L'Epingle et l'Aiguille John Gay (1685 - 1732)

Une Epingle longtemps avait près d'une belle
Fait un service actif, tantôt fermant fidèle
Sa gorgerette, ou bien enchaînant ses cheveux,
Ou donnant galant tour au plus beau de ses nœuds.

Près de son cœur tantôt placée,
A tenir son manteau d'autrefois abaissée,
Mais point ne se plaignant jamais d'un tel dédain,
Les amants de la belle ayant même destin.

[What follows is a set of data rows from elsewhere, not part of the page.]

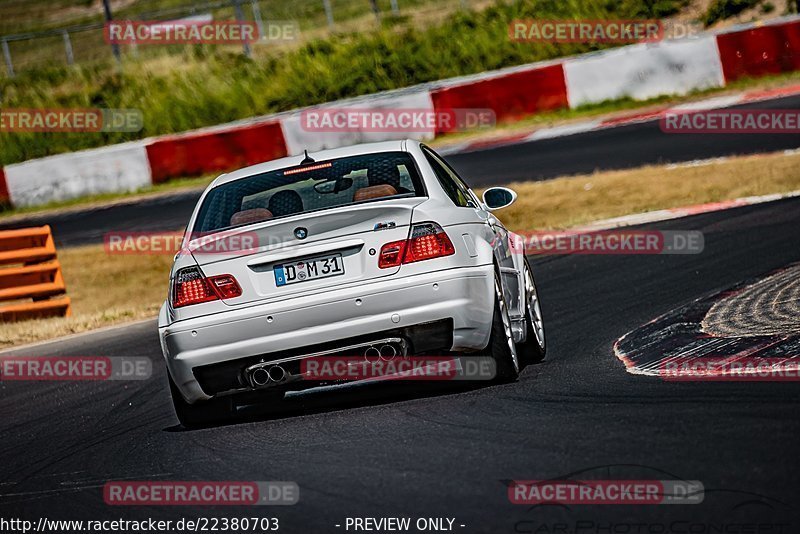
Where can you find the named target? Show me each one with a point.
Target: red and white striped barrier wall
(116, 168)
(644, 71)
(639, 71)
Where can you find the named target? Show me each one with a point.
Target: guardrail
(29, 269)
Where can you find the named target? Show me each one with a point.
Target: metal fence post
(68, 48)
(257, 17)
(7, 55)
(328, 12)
(237, 8)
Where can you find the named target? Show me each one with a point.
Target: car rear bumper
(461, 296)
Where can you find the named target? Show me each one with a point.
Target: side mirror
(498, 197)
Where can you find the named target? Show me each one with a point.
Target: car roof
(321, 155)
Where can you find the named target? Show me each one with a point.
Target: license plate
(311, 269)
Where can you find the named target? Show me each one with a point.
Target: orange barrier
(30, 270)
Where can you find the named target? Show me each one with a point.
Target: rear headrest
(375, 191)
(252, 215)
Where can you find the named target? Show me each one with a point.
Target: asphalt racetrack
(621, 147)
(449, 451)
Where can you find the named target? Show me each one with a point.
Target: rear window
(316, 186)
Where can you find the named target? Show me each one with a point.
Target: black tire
(201, 413)
(501, 342)
(534, 348)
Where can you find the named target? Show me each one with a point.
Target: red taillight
(427, 241)
(391, 254)
(191, 287)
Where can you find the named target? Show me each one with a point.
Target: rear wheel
(201, 413)
(501, 341)
(533, 349)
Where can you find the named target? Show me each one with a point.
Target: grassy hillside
(202, 86)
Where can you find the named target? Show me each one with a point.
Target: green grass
(724, 9)
(207, 86)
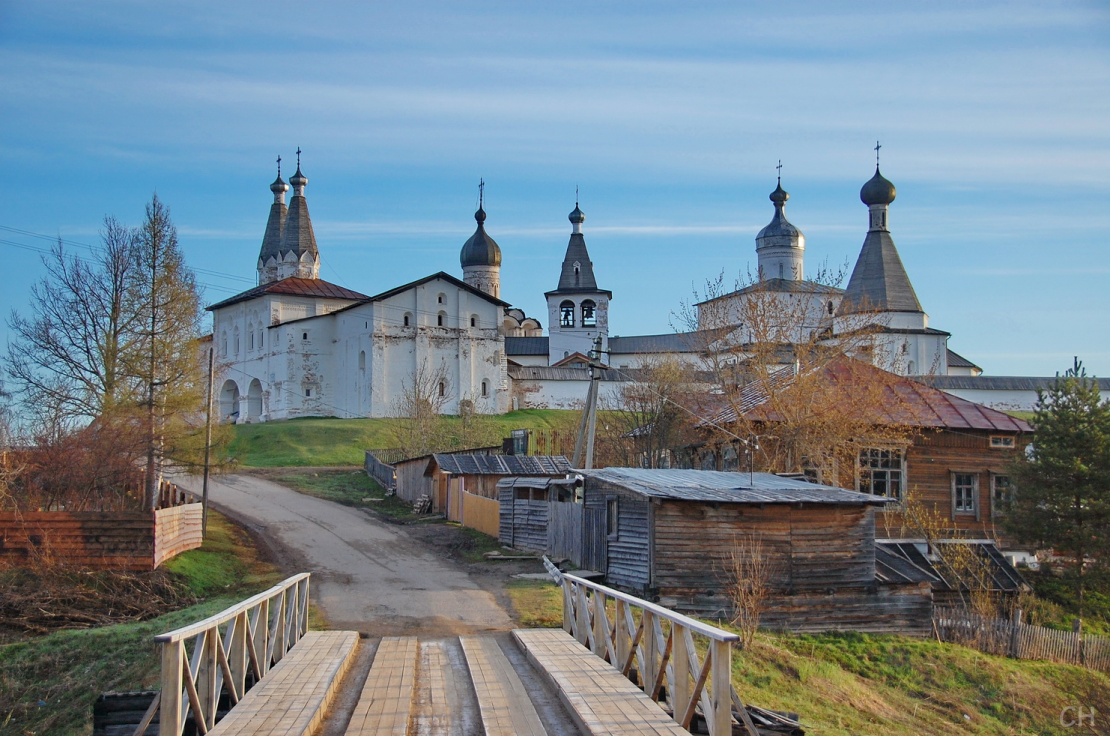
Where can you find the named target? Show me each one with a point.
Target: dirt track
(366, 575)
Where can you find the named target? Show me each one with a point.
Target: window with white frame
(965, 493)
(881, 472)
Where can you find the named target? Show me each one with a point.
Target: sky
(668, 118)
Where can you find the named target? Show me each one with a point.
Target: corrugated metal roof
(526, 345)
(997, 382)
(502, 464)
(293, 286)
(728, 487)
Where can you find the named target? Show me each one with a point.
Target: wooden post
(208, 444)
(1016, 635)
(680, 659)
(720, 719)
(170, 722)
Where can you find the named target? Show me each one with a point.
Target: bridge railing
(657, 648)
(221, 653)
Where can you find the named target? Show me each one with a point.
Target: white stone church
(298, 345)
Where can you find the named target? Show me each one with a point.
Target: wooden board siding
(814, 548)
(177, 530)
(930, 463)
(523, 523)
(628, 553)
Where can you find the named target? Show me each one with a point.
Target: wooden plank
(385, 703)
(506, 709)
(292, 699)
(598, 697)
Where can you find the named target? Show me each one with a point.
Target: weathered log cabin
(955, 461)
(670, 535)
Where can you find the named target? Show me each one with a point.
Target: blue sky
(995, 121)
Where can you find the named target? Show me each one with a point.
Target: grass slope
(851, 684)
(312, 442)
(48, 684)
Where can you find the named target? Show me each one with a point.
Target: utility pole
(208, 444)
(587, 429)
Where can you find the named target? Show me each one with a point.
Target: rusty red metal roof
(294, 286)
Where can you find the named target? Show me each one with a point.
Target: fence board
(1021, 641)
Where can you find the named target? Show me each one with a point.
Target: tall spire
(780, 246)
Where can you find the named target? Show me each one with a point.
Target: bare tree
(68, 356)
(164, 361)
(779, 360)
(749, 574)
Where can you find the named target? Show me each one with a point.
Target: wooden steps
(386, 697)
(506, 709)
(292, 698)
(599, 698)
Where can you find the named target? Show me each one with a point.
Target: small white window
(965, 492)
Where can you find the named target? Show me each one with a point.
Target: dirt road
(367, 575)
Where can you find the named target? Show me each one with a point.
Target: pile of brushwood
(41, 598)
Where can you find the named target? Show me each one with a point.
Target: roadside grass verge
(538, 604)
(49, 683)
(845, 684)
(323, 442)
(350, 486)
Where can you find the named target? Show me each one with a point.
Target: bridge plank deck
(506, 709)
(292, 699)
(599, 698)
(385, 703)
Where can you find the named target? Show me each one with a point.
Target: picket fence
(1020, 641)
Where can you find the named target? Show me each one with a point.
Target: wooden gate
(564, 531)
(594, 547)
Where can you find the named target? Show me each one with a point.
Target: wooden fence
(109, 540)
(225, 654)
(381, 471)
(1020, 641)
(658, 649)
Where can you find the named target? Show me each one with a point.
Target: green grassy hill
(342, 442)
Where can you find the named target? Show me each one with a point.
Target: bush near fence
(1020, 641)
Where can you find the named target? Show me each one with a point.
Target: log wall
(134, 541)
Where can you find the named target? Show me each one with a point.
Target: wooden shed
(669, 535)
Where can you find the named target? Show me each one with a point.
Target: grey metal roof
(502, 464)
(298, 235)
(955, 360)
(584, 281)
(526, 345)
(997, 382)
(728, 487)
(879, 280)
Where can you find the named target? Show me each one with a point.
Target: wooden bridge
(619, 665)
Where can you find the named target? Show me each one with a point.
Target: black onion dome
(877, 190)
(481, 249)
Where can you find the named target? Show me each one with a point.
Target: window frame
(901, 471)
(976, 490)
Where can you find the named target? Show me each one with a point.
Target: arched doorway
(254, 400)
(229, 402)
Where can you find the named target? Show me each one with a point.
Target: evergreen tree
(1062, 498)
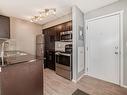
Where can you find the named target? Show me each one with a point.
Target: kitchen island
(21, 74)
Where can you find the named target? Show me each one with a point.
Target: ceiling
(24, 9)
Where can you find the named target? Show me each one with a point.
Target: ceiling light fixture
(43, 14)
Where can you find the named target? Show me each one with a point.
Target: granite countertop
(16, 57)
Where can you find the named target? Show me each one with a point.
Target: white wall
(24, 33)
(58, 21)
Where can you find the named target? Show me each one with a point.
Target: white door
(103, 48)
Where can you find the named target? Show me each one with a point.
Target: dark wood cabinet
(52, 34)
(4, 27)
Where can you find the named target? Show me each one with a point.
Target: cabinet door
(4, 27)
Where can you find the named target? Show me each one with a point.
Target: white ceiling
(24, 9)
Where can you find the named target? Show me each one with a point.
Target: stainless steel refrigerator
(40, 46)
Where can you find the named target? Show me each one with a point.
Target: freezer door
(40, 51)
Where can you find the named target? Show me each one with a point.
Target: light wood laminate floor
(56, 85)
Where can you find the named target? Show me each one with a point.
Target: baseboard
(75, 81)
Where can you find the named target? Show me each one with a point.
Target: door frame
(120, 13)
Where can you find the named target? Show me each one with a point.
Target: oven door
(65, 59)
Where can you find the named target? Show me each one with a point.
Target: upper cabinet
(4, 27)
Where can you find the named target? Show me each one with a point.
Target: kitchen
(58, 49)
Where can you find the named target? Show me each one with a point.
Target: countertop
(16, 57)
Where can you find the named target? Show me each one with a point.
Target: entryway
(103, 45)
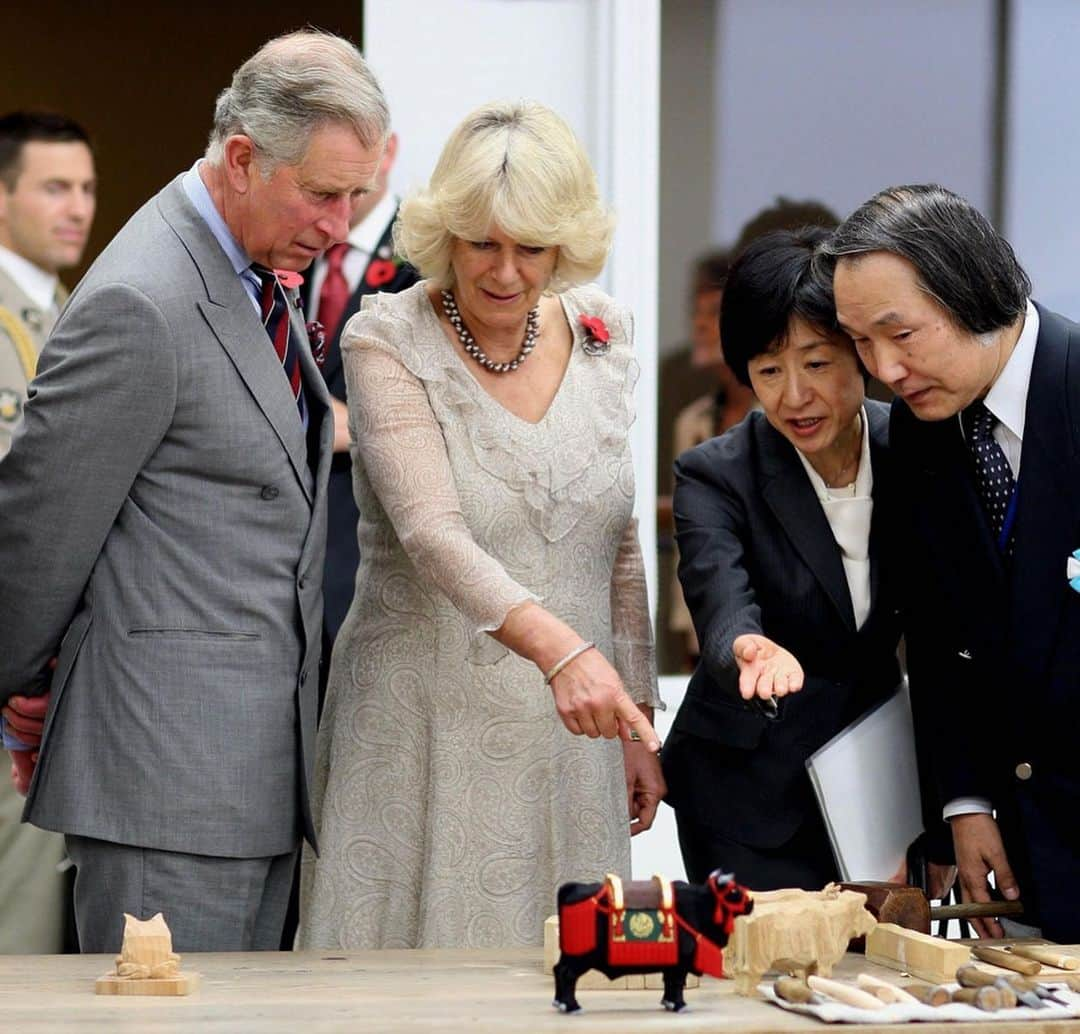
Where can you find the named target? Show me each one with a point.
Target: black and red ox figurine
(645, 927)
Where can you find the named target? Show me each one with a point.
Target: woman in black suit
(780, 527)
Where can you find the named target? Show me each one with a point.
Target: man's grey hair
(292, 86)
(961, 260)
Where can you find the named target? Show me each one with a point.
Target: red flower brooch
(597, 337)
(380, 271)
(288, 279)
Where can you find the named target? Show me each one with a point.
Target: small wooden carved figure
(806, 929)
(645, 927)
(147, 963)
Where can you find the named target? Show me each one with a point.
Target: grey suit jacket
(161, 529)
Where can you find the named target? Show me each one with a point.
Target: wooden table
(392, 991)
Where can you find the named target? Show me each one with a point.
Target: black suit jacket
(757, 554)
(342, 553)
(994, 648)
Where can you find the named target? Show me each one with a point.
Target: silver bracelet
(559, 665)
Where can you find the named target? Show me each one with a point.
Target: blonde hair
(516, 166)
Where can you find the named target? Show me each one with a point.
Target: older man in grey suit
(162, 519)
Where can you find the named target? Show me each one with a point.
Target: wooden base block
(593, 980)
(110, 983)
(927, 957)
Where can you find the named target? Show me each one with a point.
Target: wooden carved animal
(645, 927)
(806, 929)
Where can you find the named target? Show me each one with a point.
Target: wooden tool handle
(987, 998)
(887, 992)
(997, 957)
(929, 994)
(1047, 954)
(791, 989)
(976, 910)
(845, 993)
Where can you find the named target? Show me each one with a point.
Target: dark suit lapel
(880, 465)
(232, 318)
(1048, 505)
(788, 494)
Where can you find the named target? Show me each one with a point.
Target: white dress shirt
(363, 240)
(848, 511)
(37, 284)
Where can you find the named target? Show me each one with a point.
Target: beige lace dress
(450, 802)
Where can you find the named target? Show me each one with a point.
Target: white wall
(1042, 182)
(834, 99)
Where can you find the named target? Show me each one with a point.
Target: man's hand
(940, 880)
(26, 717)
(765, 668)
(980, 851)
(645, 786)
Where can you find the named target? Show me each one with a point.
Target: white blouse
(848, 511)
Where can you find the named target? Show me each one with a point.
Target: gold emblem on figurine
(642, 925)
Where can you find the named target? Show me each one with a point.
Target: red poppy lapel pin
(597, 337)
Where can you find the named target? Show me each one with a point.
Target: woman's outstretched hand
(591, 701)
(765, 668)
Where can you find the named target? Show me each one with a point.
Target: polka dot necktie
(993, 473)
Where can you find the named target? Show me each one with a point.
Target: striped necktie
(273, 305)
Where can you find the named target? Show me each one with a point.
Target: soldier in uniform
(46, 207)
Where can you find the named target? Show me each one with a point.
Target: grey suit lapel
(232, 318)
(787, 492)
(878, 430)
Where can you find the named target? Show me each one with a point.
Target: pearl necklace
(469, 343)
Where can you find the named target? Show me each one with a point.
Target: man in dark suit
(987, 444)
(163, 518)
(338, 282)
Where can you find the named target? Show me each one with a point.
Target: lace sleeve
(635, 657)
(402, 447)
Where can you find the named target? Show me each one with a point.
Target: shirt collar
(365, 236)
(37, 284)
(199, 196)
(1008, 395)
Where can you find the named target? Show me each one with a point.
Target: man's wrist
(960, 806)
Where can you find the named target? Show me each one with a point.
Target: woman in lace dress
(487, 727)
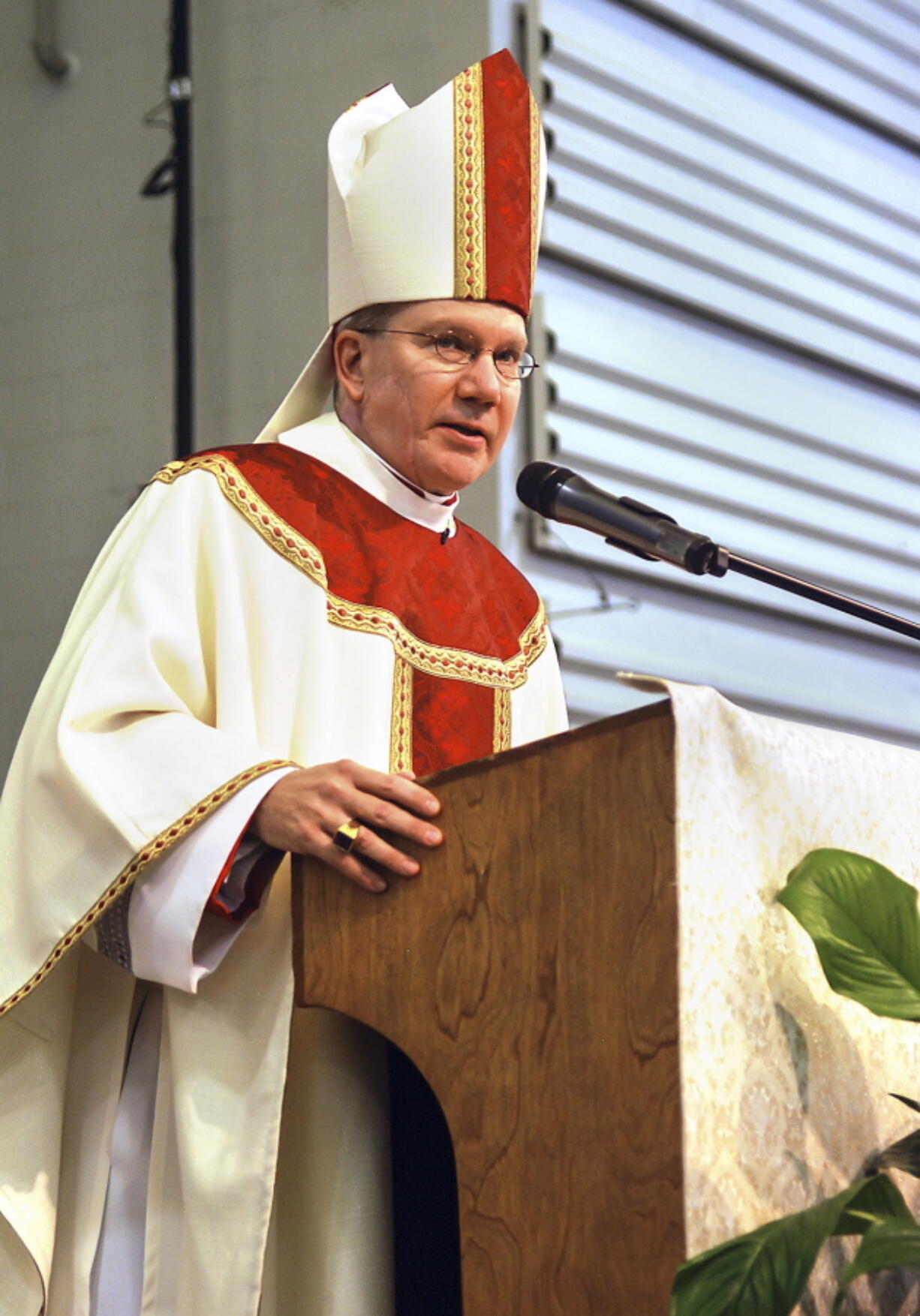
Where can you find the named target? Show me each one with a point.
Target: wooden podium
(531, 974)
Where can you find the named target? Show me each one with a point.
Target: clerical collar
(443, 499)
(332, 443)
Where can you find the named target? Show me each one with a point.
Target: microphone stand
(702, 557)
(807, 590)
(562, 495)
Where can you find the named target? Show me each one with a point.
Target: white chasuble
(260, 607)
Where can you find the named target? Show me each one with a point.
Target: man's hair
(368, 319)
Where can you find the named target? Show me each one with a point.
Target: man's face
(438, 425)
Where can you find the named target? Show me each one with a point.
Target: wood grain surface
(531, 974)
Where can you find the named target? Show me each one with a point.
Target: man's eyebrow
(438, 326)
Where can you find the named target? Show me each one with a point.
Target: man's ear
(347, 356)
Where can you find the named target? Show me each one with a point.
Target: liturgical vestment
(260, 607)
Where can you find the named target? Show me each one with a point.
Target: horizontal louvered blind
(731, 289)
(861, 54)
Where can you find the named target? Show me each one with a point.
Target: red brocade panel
(460, 595)
(452, 723)
(507, 165)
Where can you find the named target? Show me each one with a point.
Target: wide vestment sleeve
(144, 726)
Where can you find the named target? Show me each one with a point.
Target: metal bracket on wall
(57, 64)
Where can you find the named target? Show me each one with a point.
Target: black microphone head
(537, 486)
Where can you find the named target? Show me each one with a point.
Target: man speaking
(274, 644)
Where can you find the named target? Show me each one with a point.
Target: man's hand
(305, 808)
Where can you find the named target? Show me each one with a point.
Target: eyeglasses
(511, 362)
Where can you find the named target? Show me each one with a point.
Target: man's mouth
(461, 428)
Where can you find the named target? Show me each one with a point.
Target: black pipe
(181, 103)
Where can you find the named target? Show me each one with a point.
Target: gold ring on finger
(347, 834)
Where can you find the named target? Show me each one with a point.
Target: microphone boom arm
(561, 495)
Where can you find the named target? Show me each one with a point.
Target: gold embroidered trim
(162, 843)
(502, 731)
(401, 724)
(469, 187)
(434, 660)
(536, 134)
(272, 528)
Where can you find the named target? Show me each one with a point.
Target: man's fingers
(387, 816)
(398, 787)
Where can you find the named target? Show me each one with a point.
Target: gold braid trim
(434, 660)
(401, 723)
(281, 536)
(162, 843)
(469, 187)
(536, 134)
(502, 729)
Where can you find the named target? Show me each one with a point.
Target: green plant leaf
(864, 921)
(764, 1272)
(888, 1242)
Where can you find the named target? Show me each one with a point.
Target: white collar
(332, 443)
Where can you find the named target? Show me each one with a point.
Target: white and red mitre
(441, 200)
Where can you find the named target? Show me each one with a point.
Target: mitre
(434, 202)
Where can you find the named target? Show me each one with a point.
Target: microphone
(561, 495)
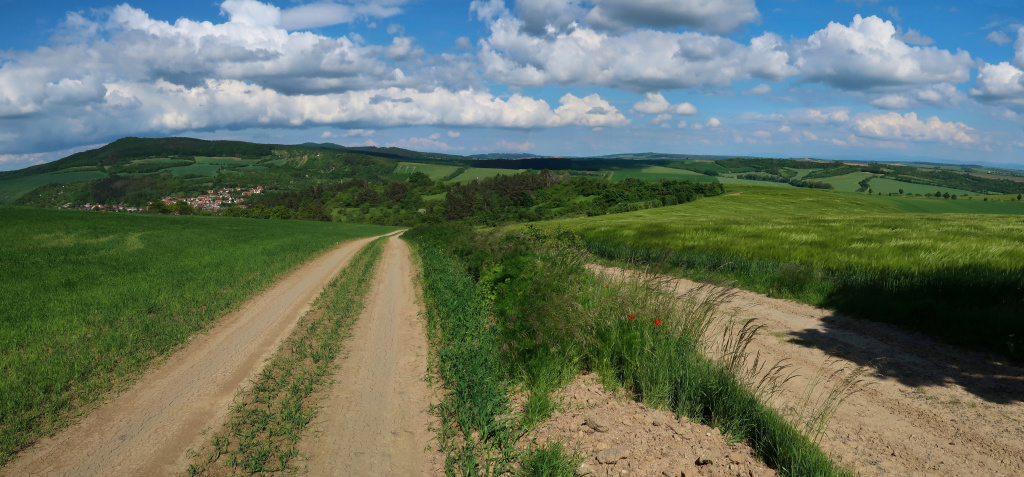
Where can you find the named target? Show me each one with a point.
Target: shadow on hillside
(915, 359)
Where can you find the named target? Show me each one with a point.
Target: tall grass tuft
(552, 318)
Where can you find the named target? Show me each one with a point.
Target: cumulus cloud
(715, 16)
(639, 60)
(654, 103)
(893, 126)
(516, 146)
(359, 133)
(998, 38)
(868, 53)
(759, 89)
(128, 74)
(999, 84)
(430, 143)
(913, 37)
(941, 94)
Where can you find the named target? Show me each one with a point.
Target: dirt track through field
(147, 429)
(375, 420)
(928, 409)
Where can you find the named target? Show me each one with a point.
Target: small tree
(158, 207)
(182, 208)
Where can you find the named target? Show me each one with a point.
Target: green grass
(157, 161)
(226, 161)
(848, 182)
(434, 171)
(479, 173)
(735, 181)
(90, 299)
(267, 421)
(700, 166)
(553, 318)
(654, 173)
(11, 189)
(880, 184)
(958, 276)
(465, 351)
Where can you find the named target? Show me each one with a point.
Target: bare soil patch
(619, 436)
(928, 408)
(376, 419)
(147, 429)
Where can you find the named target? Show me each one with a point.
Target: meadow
(955, 275)
(519, 312)
(883, 185)
(91, 299)
(654, 173)
(434, 171)
(11, 189)
(473, 173)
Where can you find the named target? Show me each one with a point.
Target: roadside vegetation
(960, 277)
(264, 427)
(90, 300)
(518, 312)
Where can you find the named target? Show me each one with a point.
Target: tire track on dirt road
(147, 429)
(375, 419)
(929, 408)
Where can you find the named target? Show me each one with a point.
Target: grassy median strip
(475, 434)
(266, 423)
(531, 317)
(90, 300)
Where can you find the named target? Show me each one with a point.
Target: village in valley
(212, 201)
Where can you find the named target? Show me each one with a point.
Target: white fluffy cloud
(129, 74)
(715, 16)
(654, 103)
(1000, 84)
(638, 60)
(868, 53)
(893, 126)
(998, 37)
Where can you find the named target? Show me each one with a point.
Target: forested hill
(127, 149)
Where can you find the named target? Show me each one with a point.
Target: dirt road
(928, 408)
(376, 418)
(147, 429)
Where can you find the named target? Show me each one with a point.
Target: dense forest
(504, 199)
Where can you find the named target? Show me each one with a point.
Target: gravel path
(375, 420)
(928, 408)
(147, 429)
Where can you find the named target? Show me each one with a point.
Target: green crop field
(90, 299)
(735, 181)
(156, 161)
(205, 170)
(434, 171)
(904, 260)
(848, 182)
(700, 166)
(13, 188)
(654, 173)
(226, 161)
(480, 173)
(879, 184)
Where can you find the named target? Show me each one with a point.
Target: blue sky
(843, 79)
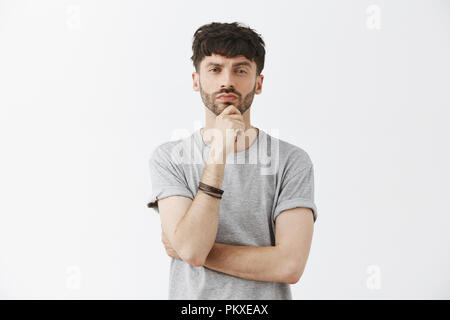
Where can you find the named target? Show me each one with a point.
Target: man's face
(235, 76)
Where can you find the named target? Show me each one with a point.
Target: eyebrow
(242, 63)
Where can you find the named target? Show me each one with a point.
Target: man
(234, 228)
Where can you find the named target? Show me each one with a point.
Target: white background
(89, 88)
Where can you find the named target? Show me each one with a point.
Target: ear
(259, 81)
(195, 79)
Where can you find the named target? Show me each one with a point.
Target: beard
(217, 108)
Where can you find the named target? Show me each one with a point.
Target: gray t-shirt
(259, 183)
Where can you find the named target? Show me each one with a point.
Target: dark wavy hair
(229, 40)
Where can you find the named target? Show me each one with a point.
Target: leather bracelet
(205, 187)
(212, 195)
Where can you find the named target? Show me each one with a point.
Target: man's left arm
(283, 262)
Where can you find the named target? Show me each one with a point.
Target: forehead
(218, 59)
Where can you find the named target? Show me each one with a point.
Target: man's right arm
(191, 225)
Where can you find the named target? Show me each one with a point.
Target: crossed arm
(283, 262)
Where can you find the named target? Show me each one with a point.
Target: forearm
(249, 262)
(197, 230)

De tous honneurs à la fin dépouillée,
Elle éprouva les caprices du sort ;
Sur le bras d'un tailleur tantôt agenouillée,
Ou fermant le maillot du marmot qui s'endort.
Puis enclose avec soin dans l'habit d'un avare,
Elle cache les sous que le ladre accapare ;
Puis d'un aussi bas lieu relevée à la fin,
La voilà qui voyage avec un médecin,
De ci, de là, tant qu'un jour à la brune
Elle se trouve, et ce, par sa fortune
A Gresham-Hall. C'était un grand repas :
Elle voit, interroge, admire à chaque pas,
S'extasiant sur telle ou telle chose,
Et d'autant mieux qu'elle comprenait moins.
Pour son esprit trop forte était la dose,
La tête lui tournait. Voilà que néanmoins : -

"Dites, mon bon Monsieur, quelle est cette vétille ?"
"C'est, dit l'interrogé, ce qu'on nomme une Aiguille."
Elle la connaissait, mais de nom seulement,
Comme outil de tailleur ; donc madame la sotte
Lui porte soudain cette botte
Assez malencontreusement :
" Une Aiguille accouplée à ce morceau de pierre,
Toute oisive, rouillée... Ah! ça la couturière ;
Comment voit- elle, mon bijou,
Votre union avec ce gros vilain caillou ?"
"Amie, " a dit l'Aiguille, " à la valeur réelle ,
Je sais m'agripper moi, cesse de me blâmer ;
De l'aimant connais-tu la vertu, dis, ma belle,
Connais-tu le pouvoir qu'il sait faire imprimer ?
Connais-tu tout le bien dont sans cesse il nous dote ?
Je suis fière d'un tel ami,
Car dans tous ses bienfaits moi je suis à demi.
Je conduis la main du pilote,
Pour éviter un écueil ennemi ;
Je suis en un mot, la boussole
Qui sans danger rend voisin chaque pôle :
Si le sort m'eut fait naître au sein d'un atelier
De modistes, de couturières,
Je n'eusse été qu' obscur gagne- denier,
Tout comme toi-sur les deux hémisphères
Je règne et j'ai pour moi l'univers tout entier."